Die magischen Fähigkeiten einer Hexe
Selbstverständlich reiten Hexen in der Nacht auf ihren Besen. Und sie können sich in Hasen verwandeln. Darüber hinaus besitzen sie noch die Fähigkeit der Astralprojektion, das heißt, sie können ihren feinstofflichen Körper vom materiellen Körper trennen. Tatsächlich ist es der Astralkörper einer Hexe, der sich in den Hasen verwandelt. Dafür gibt es auch einige Erzählungen aus der Folklore. Wie die, dass sich italienische Stregas um Mitternacht treffen, nackt ausziehen, Körper mit allerlei Hexensalben einreiben und anschließend ihre Astralkörper auf die Reise schicken.
Dann gibt es auch noch die fantastischen Geschichten von Autoren, die gegen Hexerei schreiben: Wie etwa die, dass Hexen Gräber schänden und Kinder ermorden würden. Oder die Erzählungen von Leuten, die in Tiere verwandelt, durch den Blick einer Hexe verletzt oder gar getötet wurden. Erzählungen, die meistens vor Gericht bei einem Hexenprozess wiedergegeben wurden. Dies alles sei gegen Hexen gerichtete Propaganda, schreibt Valiente.
Gegen die Verwünschungen gab es allerlei Gegenzauber. Doreen Valiente schreibt vom Fall einer Mutter um 1593 in Sussex, deren Kind verhext worden war. Ein zauberkundiger Mann gab ihr den Rat, die entsprechende Hexe mit einem Messer in den Hintern zu stechen. Stattdessen stach sie sie mit einer Nadel in die Hand. Dieses Mittel wirkte, das Kind wurde wieder gesund.
Um herauszufinden, ob eine Person tatsächlich eine Hexe war, hatten die Inquisitoren verschiedene Anhaltspunkte. Ein sicheres Anzeichen war das sogenannte Teufelsmal, wie eine zusätzliche Brustwarze. Wenn man in diese Stelle stach, tat dies der betreffenden Person nicht weh. Oder kleine Tiere, die eine Hexe besaß und die ihr dienten. Für ihre geleisteten Dienste wurden sie mit Blutstropfen gefüttert.
Viele dieser Geschichten aus Sussex und Umgebung hat Doreen Valiente ausgegraben und in ihrem Buch festgehalten: Wie etwa die einer Hexe, die ihre Dienstbotin mit einem Zauber belegte, wenn sie ihr nicht gehorchte. Sie machte sich dann von daheim auf den Weg zum Haus der Hexe, verlief sich aber immer wieder. Wenn sie dann Stunden später dort ankam, verspottete sie die Hexe für ihre Unpünktlichkeit.
Oder die Geschichte eines Fischers, von dem die Leute glaubten, er sei mit dem Teufel im Bunde.
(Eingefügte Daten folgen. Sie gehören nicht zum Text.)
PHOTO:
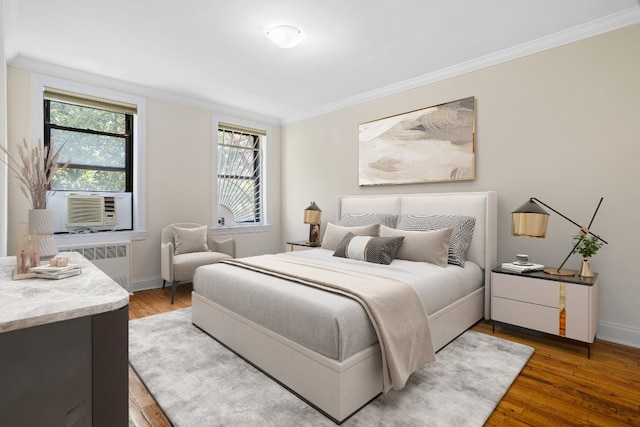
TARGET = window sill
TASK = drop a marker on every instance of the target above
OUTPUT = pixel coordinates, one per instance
(104, 237)
(241, 229)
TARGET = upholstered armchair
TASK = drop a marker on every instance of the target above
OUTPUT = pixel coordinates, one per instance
(186, 246)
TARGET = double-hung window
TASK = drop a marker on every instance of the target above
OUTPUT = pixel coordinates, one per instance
(240, 175)
(97, 137)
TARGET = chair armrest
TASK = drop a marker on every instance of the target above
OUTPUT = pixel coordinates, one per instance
(227, 246)
(166, 261)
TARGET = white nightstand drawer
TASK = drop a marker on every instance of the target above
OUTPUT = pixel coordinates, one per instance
(532, 316)
(526, 289)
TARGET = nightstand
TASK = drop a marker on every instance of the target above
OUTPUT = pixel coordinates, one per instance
(300, 245)
(563, 306)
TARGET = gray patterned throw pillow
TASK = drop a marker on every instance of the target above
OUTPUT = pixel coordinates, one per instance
(378, 250)
(462, 226)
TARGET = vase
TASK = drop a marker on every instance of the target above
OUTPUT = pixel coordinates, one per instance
(41, 222)
(585, 268)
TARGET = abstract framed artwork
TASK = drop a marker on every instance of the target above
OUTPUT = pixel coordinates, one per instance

Man erzählte sich von ihm, er könne durch ein Schlüsselloch kriechen und habe sogar seine Tochter in das Handwerk der Hexerei initiiert.
Auch ihre eigene Ansicht über die damaligen modernen Hexen, die es offenbar als schick oder In empfanden, sich als solche zu outen, lässt Doreen Valiente mit einfließen:
„Since the last of the Witchcraft Acts were repealed in 1951, it has become something of a popular gimmick to proclaim oneself a witch. […] My experience is that the louder and more frequently such claims are made, the less likely they are to be genuine. Real witchcraft, which certainly still exists, is a secret thing. The very last thing a possessor of real secrets does is to seek cheap publicity.” (S. 83)

Fazit:
“Where Witchcraft lives” ist vom Erscheinungsjahr her ein älteres Buch. Und trotzdem modern. Wie Hexen damals gesehen wurden, welche folkloristischen Mythen es über sie gab, warum sie angeklagt und auch wieder frei gelassen wurden – Doreen Valiente hat über all das geschrieben. Hauptsächlich auf die Ereignisse in Sussex bezogen, das ist richtig. Und trotzdem haben all diese Ereignisse nicht nur in Sussex stattgefunden, sondern überall in Europa.
Eine nette und durchaus sinnvolle Ergänzung für die magische Ecke im Bücherschrank!